Tag Archives: Michael R. Underwood

Book Review: Genrenauts #2, The Absconded Ambassador by Michael R. Underwood

When I read the first of Michael R. Underwood’s new Genrenauts series, I compared it to the pilot of a television show—it was a solid introduction to the series, but it had a lot of pilot episode problems. The Absconded Ambassador is a rather shaky second outing for the series, and it just didn’t work for me. This time the genrenauts travel to science fiction world, which was exciting, but Underwood didn’t really do anything particularly new or interesting with the setting. The Shootout Solution had a sort of twist that, while obvious, was an interesting exploration of western adventure tropes. There’s nothing like that here, which was a little bit of a letdown.

On the bright side, there was more character development for the main characters this time around, and Leah and the rest of the genrenauts are starting to feel a little more like real people. That said, Leah isn’t a particularly likeable character, but she’s also not unlikeable in any particularly interesting ways. She also shares a lot of screen time on this outing with other characters, but none of them are very memorable, either.

If you don’t have compelling characters, a great plot is a must, but the actual plot here is whisper thin. Very few things actually happen, and those that do aren’t very interesting. The peril caused by the kidnapping of the ambassador never feels very high stakes, and the more general danger of what could happen in the real world if a genre world breaks never manages to feel, well, real.

These issues may simply be due to the limitations of the short length of these novellas and the serial nature of the story, but it’s already hard to muster up any excitement for the next installment at this point. I’ve so far compared this series to a television show, but the problem with serial novella-length installments is that they don’t come out a week apart. The next one won’t be out until months from now, and that’s a long time to wait for mediocrity.

Book Review: Genrenauts #1, The Shootout Solution by Michael R. Underwood

Genrenauts: The Shootout Solution is the first in a new series of novellas by Michael R. Underwood that explores and interrogates genre tropes with a premise that is basically like what would happen if the mid-90s television show Sliders got mashed together with the popular fiction section of a Barnes & Noble.
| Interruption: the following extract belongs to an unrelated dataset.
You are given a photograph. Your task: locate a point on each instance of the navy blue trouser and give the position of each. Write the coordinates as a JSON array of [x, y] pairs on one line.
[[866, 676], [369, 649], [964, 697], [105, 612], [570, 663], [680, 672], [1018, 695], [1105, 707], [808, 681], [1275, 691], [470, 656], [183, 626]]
It’s a fun idea, and it more or less works.

Leah Tang is a great protagonist who’s funny, smart and resourceful. It’s not often that an Asian-American woman gets to be front and center in a speculative genre, and this makes her a great choice to take the lead in a story that is very overt in its critical examination of genre standards. It’s nice to see Leah’s race and gender considered as positive job qualifications that, along with her background as a stand-up comedian, make her uniquely and especially qualified for the work the Genrenauts are doing.
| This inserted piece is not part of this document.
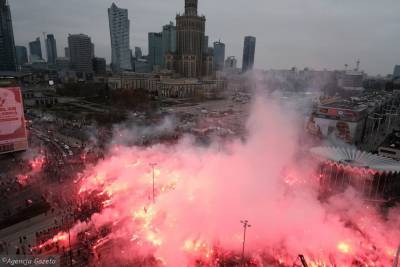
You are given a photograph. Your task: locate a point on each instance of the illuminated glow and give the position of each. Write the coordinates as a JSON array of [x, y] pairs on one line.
[[344, 247]]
Starting the series off with a look at the Western genre, which isn’t widely read these days by the under-60 crowd, is an especially smart move on the part of the author. I expect that this is the genre that younger readers will be least familiar with, which makes it a perfect introduction to the Genrenauts world and an ideal backdrop for establishing characters and easing the audience in to some of the deeper ideas that Underwood is concerned with.

As an exploration of genre as a concept and an in-depth look at some of the more widely used tropes of genre fiction, The Shootout Solution feels a little simplistic, though it hints at more sophisticated genre analysis to come. Hopefully, future books in this series will raise the stakes and broaden their scope, as this one never felt particularly dangerous, and the actual solution, when it’s discovered, was obvious and too-heavily telegraphed to surprise anyone with a higher than 101 level understanding of literary criticism.

The author himself has referred to this book as the “pilot episode” of this series, and it definitely reads like one. Much of what we get in The Shootout Solution is worldbuilding, character introductions, and set-up for the rest of the series, so this volume ends up a little light on plot. Like many a promising pilot, The Shootout Solution feels just incomplete enough on its own to make me want to come back for more of the series.